Figure 5-3. A curve, a line, and a wave

Note

Let’s be perfectly clear about what we mean when we say line, curve, and wave by looking at examples of all three in Figure 5-3. Both curves and lines are monotonic, but waves are not monotonic, because they go up at times and down at other times.

Standard linear regression will work only if the data looks like a line when you plot the output against each of the inputs. It’s actually possible to use linear regression to fit curves and waves, but that’s a more advanced topic that we’ll hold off discussing until Chapter 6.

Keeping the additivity and linearity assumptions in mind, let’s start working through a simple example of linear regression. Let’s go back to using our heights and weights data set one more time to show how linear regression works in this context. In Figure 5-4, we see the scatterplot that we’ve drawn so many times before. A small change to our plotting code will show us the line that a linear regression model will produce as a method for predicting weights using heights, as shown in Figure 5-5. We simply need to add a call to the geom_smooth function while specifying that we want to use the lm method, which implements “linear models.”

Figure 5-4. Weights versus heights

library('ggplot2')

heights.weights <- read.csv('data/01_heights_weights_genders.csv',
                            header = TRUE,
                            sep = ',')
  
ggplot(heights.weights, aes(x = Height, y = Weight)) + 
  geom_point() +
  geom_smooth(method = 'lm')

Figure 5-5. Weights versus heights with the regression line added

Looking at this plot should convince you that using a line to predict a person’s weight given her height could work pretty well. For example, the line we see says that we should predict a weight of 105 pounds for someone who’s 60 inches tall, and we should predict a weight of 225 pounds for someone who’s 75 inches tall. So it seems reasonable to accept that using a line to make predictions is a smart thing to do. With that, the question we need to answer becomes: “How can we find the numbers that define the line we see in this plot?”

This is where R really shines as a language for doing machine learning: there’s a simple function called lm in R that will do all of the work for us. To use lm, we need to specify a regression formula using the ~ operator. In our example, we’re going to predict weight from height, so we write Weight ~ Height. If we were going to make predictions in the opposite direction, we’d write Height ~ Weight. If you want a way to pronounce these formulas, we personally like to say that Height ~ Weight means “height as a function of weight.”

In addition to a specification of the regression, we need to tell R where the data we’re using is stored. If the variables in your regression are global variables, you can skip this, but global variables of that sort are frowned upon by the R community.

Warning

Storing global variables in R is considered a bad practice because it is easy to lose track of what has been loaded into memory and what has not. This can cause unintentional consequences in coding, as it is easy to lose track of what it is in and out of memory. Further, it reduces the ease with which code can be shared. If global variables are not explicitly defined in code, someone who is less familiar with the data-loading process may miss something, and consequently the code may not work, because some data set or variable is missing.

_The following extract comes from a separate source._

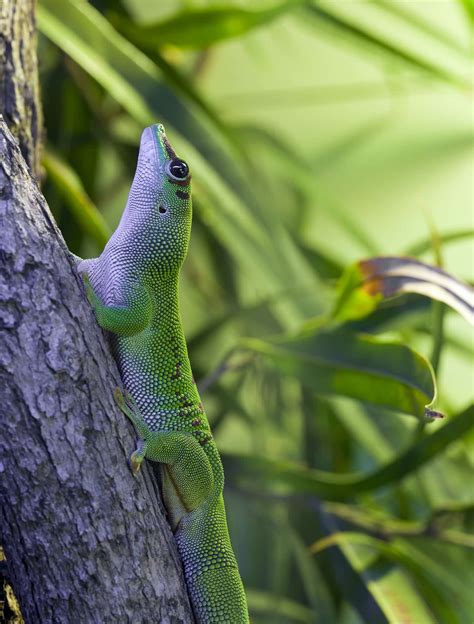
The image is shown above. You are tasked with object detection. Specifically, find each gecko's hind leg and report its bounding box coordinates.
[114,388,148,475]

It’s better for you to explicitly specify the data source using the data parameter. Putting these together, we run a linear regression in R as follows:

fitted.regression <- lm(Weight ~ Height,
                       data = heights.weights)

Once you’ve run this call to lm, you can pull out the intercept of the regression line with a call to the coef function, which returns the coefficients for a linear model that relates inputs to outputs. We say “linear model” because regression can work in more than two dimensions. In two dimensions, we’re fitting lines (hence the “linear” part), but in three dimensions we fit planes, and in more than three dimensions we fit hyperplanes.

Note

If those terms don’t mean anything to you, the intuition is simple: a flat surface in two dimensions is a line, whereas in three dimensions it’s a plane, and in more than three dimensions, a flat surface is called a hyperplane. If that’s not clear enough, we’d suggest reading Flatland Abb92.

coef(fitted.regression)
#(Intercept)      Height 
#-350.737192    7.717288

Understanding this output is, in some sense, what it means to understand linear regression. The simplest way to make sense of the output from coef is to write out explicitly the relationship that its output implies:

intercept <- coef(fitted.regression)[1]
slope <- coef(fitted.regression)[2]

# predicted.weight <- intercept + slope * observed.height
# predicted.weight == -350.737192 + 7.717288 * observed.height

This means that every increase of 1 inch in someone’s height leads to an increase of 7.7 pounds in his weight. That strikes us as pretty reasonable. In contrast, the intercept is a bit weirder because it tells you how much a person who is 0 inches tall would weigh. According to R, she would weigh –350 pounds. If you’re willing to do some algebra, you can deduce that a person has to be 45 inches tall for our prediction algorithm to say that he will weigh 0 pounds. In short, our regression model isn’t so great for children or extremely short adults.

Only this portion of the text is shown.